Wrong But Loud

A few days ago, in the wake of Patricia Neal's death, I mentioned the movie she did with Andy Griffith, "A Face In The Crowd," in which Griffith plays the sort of folksy loudmouth who could be the role model for today's cable news pundits.

Here's a perfect example of one of those modern day pundits. Reason's Radley Balko writes about Wendy Murphy, a former assistant district attorney, who shows up on TV to spout off on all sorts of legal matters. From the birthright citizenship debate to her abhorrent comments about the Duke lacrosse case (she was 100% sure the players were guilty, even when the evidence showed they weren't) to other topics that are the grist of 24-hour info-arguments, Murphy is often inaccurate and slanderous.
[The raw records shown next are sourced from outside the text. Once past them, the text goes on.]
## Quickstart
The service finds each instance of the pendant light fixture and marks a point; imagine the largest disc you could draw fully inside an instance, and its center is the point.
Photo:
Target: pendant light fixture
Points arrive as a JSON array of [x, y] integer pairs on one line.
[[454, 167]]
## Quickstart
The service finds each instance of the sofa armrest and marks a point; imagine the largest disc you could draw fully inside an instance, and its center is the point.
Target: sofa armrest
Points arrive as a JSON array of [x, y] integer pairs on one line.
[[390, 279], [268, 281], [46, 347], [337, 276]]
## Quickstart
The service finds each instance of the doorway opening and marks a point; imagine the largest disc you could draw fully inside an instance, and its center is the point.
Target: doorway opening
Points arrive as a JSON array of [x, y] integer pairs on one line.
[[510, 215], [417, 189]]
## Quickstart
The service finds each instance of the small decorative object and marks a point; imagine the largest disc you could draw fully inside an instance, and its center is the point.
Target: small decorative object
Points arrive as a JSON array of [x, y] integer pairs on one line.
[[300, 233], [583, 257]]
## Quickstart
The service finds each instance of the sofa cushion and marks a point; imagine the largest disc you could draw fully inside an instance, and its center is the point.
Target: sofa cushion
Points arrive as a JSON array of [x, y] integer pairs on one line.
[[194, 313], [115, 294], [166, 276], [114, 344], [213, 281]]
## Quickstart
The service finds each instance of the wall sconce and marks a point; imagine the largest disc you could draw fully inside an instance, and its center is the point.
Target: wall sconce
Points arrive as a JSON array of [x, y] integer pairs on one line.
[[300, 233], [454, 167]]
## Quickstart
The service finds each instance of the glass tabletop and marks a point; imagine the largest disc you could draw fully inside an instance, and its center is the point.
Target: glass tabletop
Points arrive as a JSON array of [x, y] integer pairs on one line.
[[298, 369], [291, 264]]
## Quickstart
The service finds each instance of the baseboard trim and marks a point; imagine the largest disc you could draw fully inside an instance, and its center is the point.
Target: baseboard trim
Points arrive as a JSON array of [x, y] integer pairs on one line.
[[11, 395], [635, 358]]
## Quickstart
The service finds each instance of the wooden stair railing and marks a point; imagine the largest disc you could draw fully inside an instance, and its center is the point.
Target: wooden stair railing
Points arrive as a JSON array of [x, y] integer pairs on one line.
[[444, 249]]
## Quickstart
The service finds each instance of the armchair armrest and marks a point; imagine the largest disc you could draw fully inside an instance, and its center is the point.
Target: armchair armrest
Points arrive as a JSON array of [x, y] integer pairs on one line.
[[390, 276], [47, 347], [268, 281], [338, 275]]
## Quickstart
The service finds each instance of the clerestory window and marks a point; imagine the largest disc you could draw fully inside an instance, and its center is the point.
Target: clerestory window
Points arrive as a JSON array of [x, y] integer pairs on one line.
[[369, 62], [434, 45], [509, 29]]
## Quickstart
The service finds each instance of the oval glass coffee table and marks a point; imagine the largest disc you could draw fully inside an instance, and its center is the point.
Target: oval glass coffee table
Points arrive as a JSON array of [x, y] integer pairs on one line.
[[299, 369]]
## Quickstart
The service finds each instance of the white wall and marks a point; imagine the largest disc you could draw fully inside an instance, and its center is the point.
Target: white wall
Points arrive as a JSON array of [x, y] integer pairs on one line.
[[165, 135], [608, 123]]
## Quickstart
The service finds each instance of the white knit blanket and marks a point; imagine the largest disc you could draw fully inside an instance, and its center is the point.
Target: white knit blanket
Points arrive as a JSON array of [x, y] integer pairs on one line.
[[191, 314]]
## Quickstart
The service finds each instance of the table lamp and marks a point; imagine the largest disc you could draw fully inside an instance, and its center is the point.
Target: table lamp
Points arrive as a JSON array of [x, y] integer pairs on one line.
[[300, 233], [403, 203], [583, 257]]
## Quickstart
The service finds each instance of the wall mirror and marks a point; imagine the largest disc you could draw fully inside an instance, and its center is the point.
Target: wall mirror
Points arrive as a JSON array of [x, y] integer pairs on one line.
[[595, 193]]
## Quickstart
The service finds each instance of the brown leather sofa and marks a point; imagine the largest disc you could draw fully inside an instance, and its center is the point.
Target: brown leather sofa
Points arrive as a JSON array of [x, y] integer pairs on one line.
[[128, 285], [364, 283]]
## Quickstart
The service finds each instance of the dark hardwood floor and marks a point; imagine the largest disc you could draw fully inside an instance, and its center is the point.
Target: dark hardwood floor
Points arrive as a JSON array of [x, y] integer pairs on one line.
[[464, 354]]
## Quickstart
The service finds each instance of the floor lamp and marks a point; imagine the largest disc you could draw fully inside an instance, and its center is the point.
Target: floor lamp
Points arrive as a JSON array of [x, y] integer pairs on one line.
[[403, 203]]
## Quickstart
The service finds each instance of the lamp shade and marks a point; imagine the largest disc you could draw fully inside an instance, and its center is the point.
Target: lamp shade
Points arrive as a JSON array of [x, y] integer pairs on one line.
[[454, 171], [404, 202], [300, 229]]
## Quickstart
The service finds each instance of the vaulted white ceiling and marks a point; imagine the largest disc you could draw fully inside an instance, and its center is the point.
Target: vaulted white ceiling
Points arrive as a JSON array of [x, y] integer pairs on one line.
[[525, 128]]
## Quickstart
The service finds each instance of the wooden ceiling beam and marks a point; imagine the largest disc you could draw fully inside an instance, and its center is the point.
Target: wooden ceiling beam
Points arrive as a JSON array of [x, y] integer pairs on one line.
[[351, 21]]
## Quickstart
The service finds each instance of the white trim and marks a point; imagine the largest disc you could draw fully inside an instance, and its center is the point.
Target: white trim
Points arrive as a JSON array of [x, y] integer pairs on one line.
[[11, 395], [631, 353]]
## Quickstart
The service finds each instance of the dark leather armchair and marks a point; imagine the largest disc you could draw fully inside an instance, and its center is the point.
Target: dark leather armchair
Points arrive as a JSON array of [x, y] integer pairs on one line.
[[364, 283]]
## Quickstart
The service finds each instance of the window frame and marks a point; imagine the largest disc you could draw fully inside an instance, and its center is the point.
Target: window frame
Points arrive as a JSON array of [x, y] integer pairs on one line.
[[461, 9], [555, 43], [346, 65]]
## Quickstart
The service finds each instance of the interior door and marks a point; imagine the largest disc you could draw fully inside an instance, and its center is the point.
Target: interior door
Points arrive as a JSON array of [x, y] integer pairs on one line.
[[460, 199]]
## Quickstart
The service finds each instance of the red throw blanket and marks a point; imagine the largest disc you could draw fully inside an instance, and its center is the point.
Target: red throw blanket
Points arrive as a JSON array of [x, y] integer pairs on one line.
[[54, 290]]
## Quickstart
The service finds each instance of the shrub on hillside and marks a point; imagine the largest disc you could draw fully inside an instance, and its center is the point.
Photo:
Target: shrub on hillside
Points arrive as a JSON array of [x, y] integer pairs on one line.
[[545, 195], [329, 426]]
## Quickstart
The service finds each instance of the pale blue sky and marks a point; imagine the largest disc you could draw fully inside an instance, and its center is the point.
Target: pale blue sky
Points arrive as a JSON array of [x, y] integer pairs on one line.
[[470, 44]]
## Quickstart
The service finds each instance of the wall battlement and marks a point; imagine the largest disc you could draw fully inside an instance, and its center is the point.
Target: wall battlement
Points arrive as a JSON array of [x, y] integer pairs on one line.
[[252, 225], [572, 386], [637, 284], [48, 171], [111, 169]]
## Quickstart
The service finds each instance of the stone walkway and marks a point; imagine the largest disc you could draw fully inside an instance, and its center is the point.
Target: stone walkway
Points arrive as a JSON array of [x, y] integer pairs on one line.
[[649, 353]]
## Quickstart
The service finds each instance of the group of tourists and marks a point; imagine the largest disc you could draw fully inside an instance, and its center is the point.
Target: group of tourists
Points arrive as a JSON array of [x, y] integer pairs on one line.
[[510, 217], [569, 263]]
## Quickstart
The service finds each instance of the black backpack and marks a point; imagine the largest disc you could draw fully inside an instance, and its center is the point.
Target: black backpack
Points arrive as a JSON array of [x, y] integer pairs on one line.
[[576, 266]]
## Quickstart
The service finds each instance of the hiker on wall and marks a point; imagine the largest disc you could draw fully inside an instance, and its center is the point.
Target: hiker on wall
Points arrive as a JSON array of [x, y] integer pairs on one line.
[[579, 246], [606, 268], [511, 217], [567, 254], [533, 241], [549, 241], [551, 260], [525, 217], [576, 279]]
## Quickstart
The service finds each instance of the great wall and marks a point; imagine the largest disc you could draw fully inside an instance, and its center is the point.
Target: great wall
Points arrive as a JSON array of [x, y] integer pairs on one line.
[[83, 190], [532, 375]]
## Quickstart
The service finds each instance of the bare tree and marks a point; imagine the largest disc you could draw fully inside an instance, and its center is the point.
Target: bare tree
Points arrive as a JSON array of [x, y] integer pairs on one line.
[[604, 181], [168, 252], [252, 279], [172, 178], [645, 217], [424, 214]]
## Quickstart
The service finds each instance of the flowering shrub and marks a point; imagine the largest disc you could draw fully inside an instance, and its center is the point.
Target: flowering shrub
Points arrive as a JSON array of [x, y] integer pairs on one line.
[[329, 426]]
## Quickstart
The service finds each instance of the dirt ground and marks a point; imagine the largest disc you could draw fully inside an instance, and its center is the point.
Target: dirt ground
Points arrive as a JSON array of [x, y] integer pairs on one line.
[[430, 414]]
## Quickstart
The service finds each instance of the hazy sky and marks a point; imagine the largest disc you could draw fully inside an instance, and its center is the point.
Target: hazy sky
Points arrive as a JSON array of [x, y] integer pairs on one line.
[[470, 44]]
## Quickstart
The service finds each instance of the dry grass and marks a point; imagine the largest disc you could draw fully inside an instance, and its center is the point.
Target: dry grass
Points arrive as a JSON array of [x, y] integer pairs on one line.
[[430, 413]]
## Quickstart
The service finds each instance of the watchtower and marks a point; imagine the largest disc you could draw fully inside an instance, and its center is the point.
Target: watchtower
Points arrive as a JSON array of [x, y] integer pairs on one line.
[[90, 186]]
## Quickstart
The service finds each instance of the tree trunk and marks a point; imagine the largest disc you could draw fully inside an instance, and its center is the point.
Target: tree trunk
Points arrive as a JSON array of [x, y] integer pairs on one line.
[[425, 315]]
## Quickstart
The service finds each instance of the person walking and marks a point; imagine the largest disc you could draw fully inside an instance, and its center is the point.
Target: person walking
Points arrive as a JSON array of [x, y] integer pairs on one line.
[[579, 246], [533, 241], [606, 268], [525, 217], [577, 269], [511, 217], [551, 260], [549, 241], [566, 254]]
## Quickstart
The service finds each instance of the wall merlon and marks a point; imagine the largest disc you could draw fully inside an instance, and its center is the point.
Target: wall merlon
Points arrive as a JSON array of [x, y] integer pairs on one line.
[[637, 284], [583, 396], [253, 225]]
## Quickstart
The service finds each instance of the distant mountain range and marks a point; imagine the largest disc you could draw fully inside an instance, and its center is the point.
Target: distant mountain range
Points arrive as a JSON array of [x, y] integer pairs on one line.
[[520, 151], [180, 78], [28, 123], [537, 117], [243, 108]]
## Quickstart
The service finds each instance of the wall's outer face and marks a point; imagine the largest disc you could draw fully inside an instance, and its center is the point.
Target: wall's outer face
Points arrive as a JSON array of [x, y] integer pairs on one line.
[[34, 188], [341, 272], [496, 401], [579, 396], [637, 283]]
But that doesn't matter in cable news. She gets invited back again and again because she's LOUD. She stakes out a position and sticks to it, even in the face of overwhelming evidence that she's wrong, and will say anything to justify her claims. As Balko writes,
It's all theater, you see. She's just playing a part. It's fine if she slanders some people, ruins some reputations, spouts flat falsehoods, and generally dumbs down the public discourse. Because it's just entertainment. It's what pundits do.
I'm surprised no one's given her a show of her own yet.